Advertisement

Bible Bob, the LAPD and Freedom

Share

Bible Bob. Reverend Bob. Chief of the God Squad.

All of these are nicknames for Los Angeles Assistant Police Chief Robert L. Vernon, the LAPD’s second-in-command, whose fundamentalist Christian beliefs have touched off an increasingly bitter controversy.

For years, the word in the department and in City Hall was that the best way to win promotions and good assignments was to accept Vernon’s religious views. As retired Assistant Chief Jesse A. Brewer put it, “He’s head of the God Squad, as we refer to it. . . . It’s commonly known that the way you get ahead as far as Vernon is concerned is to become aligned with his church or to profess that you are born again.”

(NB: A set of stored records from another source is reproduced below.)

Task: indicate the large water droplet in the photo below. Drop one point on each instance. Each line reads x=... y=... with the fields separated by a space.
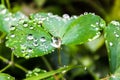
x=25 y=24
x=31 y=27
x=12 y=27
x=12 y=35
x=115 y=23
x=7 y=19
x=111 y=44
x=35 y=44
x=30 y=37
x=117 y=35
x=56 y=42
x=42 y=39
x=29 y=50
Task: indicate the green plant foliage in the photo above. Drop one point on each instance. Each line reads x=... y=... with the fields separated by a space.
x=28 y=39
x=7 y=19
x=4 y=76
x=51 y=73
x=85 y=28
x=112 y=39
x=36 y=72
x=4 y=19
x=45 y=31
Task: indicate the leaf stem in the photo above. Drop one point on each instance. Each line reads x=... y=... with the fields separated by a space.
x=8 y=4
x=3 y=2
x=47 y=63
x=12 y=57
x=59 y=57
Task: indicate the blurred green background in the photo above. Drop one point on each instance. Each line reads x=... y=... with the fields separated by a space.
x=93 y=55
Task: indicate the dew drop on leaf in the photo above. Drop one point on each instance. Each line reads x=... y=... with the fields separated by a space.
x=30 y=37
x=31 y=27
x=35 y=44
x=12 y=35
x=56 y=42
x=66 y=16
x=25 y=24
x=111 y=44
x=12 y=27
x=29 y=50
x=42 y=39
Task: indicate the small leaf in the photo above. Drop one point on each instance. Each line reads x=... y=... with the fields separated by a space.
x=112 y=40
x=4 y=76
x=29 y=39
x=85 y=28
x=51 y=73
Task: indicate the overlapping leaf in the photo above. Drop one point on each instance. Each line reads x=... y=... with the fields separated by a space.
x=112 y=39
x=4 y=76
x=45 y=31
x=37 y=72
x=8 y=19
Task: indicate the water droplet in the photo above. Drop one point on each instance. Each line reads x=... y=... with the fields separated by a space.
x=117 y=35
x=74 y=16
x=92 y=25
x=31 y=27
x=36 y=74
x=85 y=68
x=111 y=44
x=113 y=76
x=9 y=77
x=12 y=35
x=30 y=37
x=29 y=50
x=66 y=16
x=25 y=24
x=85 y=13
x=23 y=46
x=35 y=44
x=42 y=39
x=56 y=42
x=3 y=11
x=40 y=22
x=64 y=71
x=7 y=19
x=97 y=23
x=50 y=14
x=12 y=27
x=115 y=23
x=23 y=50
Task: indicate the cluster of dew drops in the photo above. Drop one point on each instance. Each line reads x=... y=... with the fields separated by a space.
x=38 y=19
x=55 y=41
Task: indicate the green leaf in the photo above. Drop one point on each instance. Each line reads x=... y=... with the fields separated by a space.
x=4 y=76
x=54 y=24
x=85 y=28
x=4 y=19
x=36 y=72
x=8 y=19
x=51 y=73
x=55 y=30
x=112 y=40
x=28 y=39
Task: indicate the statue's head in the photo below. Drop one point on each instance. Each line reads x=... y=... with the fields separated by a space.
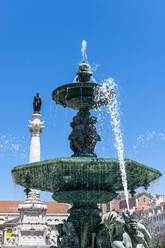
x=128 y=215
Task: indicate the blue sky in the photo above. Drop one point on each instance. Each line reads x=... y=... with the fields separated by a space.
x=40 y=49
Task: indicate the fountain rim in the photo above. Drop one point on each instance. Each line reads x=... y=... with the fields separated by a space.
x=74 y=85
x=79 y=160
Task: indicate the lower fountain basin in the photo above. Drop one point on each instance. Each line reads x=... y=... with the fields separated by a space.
x=83 y=178
x=80 y=95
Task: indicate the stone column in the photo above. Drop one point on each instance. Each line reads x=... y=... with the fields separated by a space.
x=35 y=128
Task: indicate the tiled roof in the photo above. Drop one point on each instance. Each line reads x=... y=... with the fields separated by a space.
x=53 y=207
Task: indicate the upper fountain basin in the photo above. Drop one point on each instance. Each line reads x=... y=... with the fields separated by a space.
x=80 y=95
x=70 y=178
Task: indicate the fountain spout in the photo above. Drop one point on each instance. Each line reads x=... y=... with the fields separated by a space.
x=84 y=73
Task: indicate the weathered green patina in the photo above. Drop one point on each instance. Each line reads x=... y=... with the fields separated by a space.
x=92 y=177
x=85 y=180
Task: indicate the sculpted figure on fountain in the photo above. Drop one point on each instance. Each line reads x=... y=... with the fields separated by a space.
x=126 y=232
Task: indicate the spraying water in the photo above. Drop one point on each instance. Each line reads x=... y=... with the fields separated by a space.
x=83 y=50
x=108 y=86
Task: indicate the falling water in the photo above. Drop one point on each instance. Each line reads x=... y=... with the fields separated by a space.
x=108 y=86
x=83 y=50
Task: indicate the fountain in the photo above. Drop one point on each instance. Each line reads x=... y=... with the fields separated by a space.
x=84 y=180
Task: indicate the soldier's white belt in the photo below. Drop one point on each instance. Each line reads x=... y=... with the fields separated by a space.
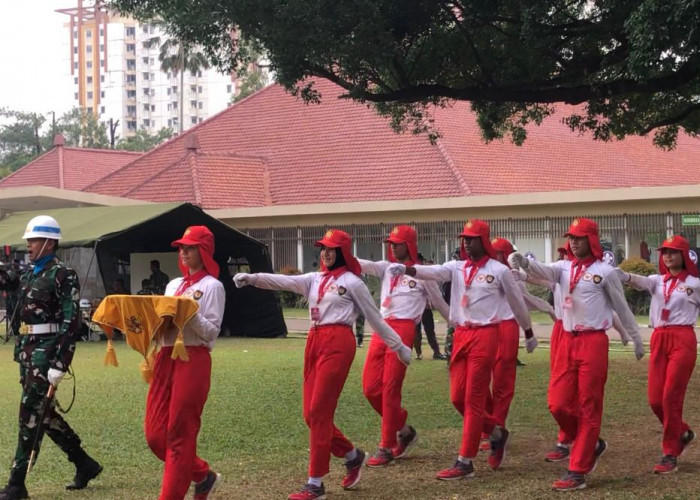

In June, City Councilman Zev Yaroslavsky demanded that the Police Commission find out whether Vernon’s views interfered with his ability “to perform official duties fairly and without bias.” The commission ordered the Police Department to investigate. With the review still uncompleted, Vernon filed a $10-million suit early this month charging that his religious freedom was being violated.

Advertisement

Some of his enemies are laughing over that one. Bible Bob, who supervised an LAPD police intelligence squad that trampled on the civil rights of political liberals, is now saying that his own civil rights are being abridged.

But Vernon’s laughing, too. Among the people he says are trodding on his rights are two of the city’s most tenacious civil libertarians, Yaroslavsky and the president of the Board of Police Commissioners, Stanley Scheinbaum.

That irony, alone, makes Vernon vs. the City of Los Angeles a fascinating case. But beyond the irony, there’s the question of his right to worship free from municipal snoopers.

It’s a guarantee fundamental to our democracy, assured by the 1st Amendment. If the City Hall bureaucrats start investigating Bible Bob’s religion, who knows where they’ll stop?

I discussed this point with one of Vernon’s lawyers.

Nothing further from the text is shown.